Doctor Zhivago
Last Updated on May 8, 2015, by eNotes Editorial. Word Count: 534
Yury Zhivago perceives life with mystical, religious intensity. Keenly aware of his soul’s intimations of immortality, Yury seeks out others searching for answers to life’s mysteries.
After his parents’ deaths, ten-year-old Yury lives with Uncle Nikolai whose philosophy of progress and mysticism touches the boy’s poetic instincts. Later Yury lives with a professor’s family and is inspired to become a doctor. He marries Tanya, the professor’s daughter.
When war with Germany comes, Yury serves at the front as a surgeon. He is attracted to Lara, a married nurse, but the fighting separates them. Returning to Moscow, Yury finds family, property, and personal identity threatened by the Revolution’s leveling force. Yury takes his family into the Ural Mountains.
Here he meets Lara and professes his love. The Communists capture Yury, forcing him to serve until he escapes. When Tanya returns to Moscow, Yury and Lara live together. Life is idyllic: Yury writes poetry about their transcendent love which puts them at peace with all creation.
When the townspeople label the lovers counter-revolutionaries, Yury forces Lara to escape with a protective Soviet official while he flees to Moscow. His wife and daughter have gone to Paris so he befriends his half brother, Evgraf. For several years he practices medicine and writes verse. He dies on the same day Lara comes to the capital. Later Evgraf publishes Yury’s poetry.

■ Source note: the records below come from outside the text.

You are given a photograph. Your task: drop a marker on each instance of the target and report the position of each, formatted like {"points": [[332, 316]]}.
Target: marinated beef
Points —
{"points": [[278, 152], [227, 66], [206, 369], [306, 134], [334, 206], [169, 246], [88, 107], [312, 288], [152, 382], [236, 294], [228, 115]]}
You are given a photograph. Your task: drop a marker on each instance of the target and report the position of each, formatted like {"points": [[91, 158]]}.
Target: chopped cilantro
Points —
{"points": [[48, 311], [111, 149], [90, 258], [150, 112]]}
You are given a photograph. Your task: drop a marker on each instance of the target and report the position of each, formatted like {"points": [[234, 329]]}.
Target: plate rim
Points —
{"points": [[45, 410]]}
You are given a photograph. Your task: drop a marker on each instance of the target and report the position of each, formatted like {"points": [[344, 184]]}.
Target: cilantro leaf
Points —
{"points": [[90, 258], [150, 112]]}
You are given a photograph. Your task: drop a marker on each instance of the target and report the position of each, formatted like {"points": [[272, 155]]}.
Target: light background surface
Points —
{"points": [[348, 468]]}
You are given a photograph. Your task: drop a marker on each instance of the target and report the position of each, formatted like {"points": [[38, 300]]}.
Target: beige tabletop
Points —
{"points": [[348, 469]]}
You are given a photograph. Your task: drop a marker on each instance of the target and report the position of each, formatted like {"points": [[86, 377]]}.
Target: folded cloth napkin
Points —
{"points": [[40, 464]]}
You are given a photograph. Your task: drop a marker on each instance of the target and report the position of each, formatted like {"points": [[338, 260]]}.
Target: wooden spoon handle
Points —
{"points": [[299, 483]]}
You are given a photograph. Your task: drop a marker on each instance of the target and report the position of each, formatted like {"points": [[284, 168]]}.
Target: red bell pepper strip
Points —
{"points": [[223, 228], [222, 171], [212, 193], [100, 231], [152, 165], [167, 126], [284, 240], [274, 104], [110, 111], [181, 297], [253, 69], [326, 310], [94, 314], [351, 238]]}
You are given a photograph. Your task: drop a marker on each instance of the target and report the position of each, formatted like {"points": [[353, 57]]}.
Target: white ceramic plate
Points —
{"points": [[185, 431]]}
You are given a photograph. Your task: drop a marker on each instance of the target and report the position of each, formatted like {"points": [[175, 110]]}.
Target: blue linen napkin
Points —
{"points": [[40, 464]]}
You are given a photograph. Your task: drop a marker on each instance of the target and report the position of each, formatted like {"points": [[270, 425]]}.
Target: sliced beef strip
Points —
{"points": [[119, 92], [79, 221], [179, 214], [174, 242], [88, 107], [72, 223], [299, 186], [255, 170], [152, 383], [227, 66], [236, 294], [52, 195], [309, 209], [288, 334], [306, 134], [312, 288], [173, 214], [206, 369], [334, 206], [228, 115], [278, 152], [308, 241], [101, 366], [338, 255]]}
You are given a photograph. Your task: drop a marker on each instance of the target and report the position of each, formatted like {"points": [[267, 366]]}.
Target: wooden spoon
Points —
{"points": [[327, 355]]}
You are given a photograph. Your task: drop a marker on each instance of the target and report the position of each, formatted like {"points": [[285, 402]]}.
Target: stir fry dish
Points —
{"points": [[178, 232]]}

DOCTOR ZHIVAGO is slow but rewarding reading. The plot is less important than the characters’ insights into their aspirations and compromises. Without denying life’s frequent cruelty, Pasternak affirms the individual soul’s power to transform itself by inward reflection and outward reaching.
Bibliography:
Erlich, Victor, ed. Pasternak: A Collection of Critical Essays. Englewood Cliffs, N.J.: Prentice-Hall, 1978. This collection of essays covers all important facets of Pasternak’s opus, including short fiction, although the emphasis is on his poetry and Doctor Zhivago.
Gifford, Henry. Boris Pasternak: A Critical Study. New York: Cambridge University Press, 1977. Gifford follows the stages in Pasternak’s life and discusses works written in those stages in order to establish his achievements as a poet, writer of prose fiction, and translator. Chapters 12 and 13 deal with Doctor Zhivago.
Ivinskaya, Olga. A Captive of Time. Garden City, N.Y.: Doubleday, 1978. Ivinskaya, Pasternak’s love in the last years of his life and the model for the character Lara in Doctor Zhivago, provides a wealth of information about Pasternak and Doctor Zhivago.
Mallac, Guy de. Boris Pasternak: His Life and Art. Norman: University of Oklahoma Press, 1981. An extensive biography of Pasternak. The second part is devoted to Mallac’s interpretation of the most important features of Pasternak’s works. Doctor Zhivago is discussed in “Toward Doctor Zhivago.”
Muchnic, Helen. “Boris Pasternak and the Poems of Yuri Zhivago.” In From Gorky to Pasternak. New York: Random House, 1961. Muchnic discusses the poems appended to the novel as an integral and important part of the novel.
Rowland, Mary F., and Paul Rowland. Pasternak’s “Doctor Zhivago.” Carbondale: Southern Illinois University Press, 1967. This book-length interpretation of Doctor Zhivago attempts to clarify allegorical, symbolic, and religious meanings in the novel. Although some interpretations are not proven, most of them are plausible, making for fascinating reading.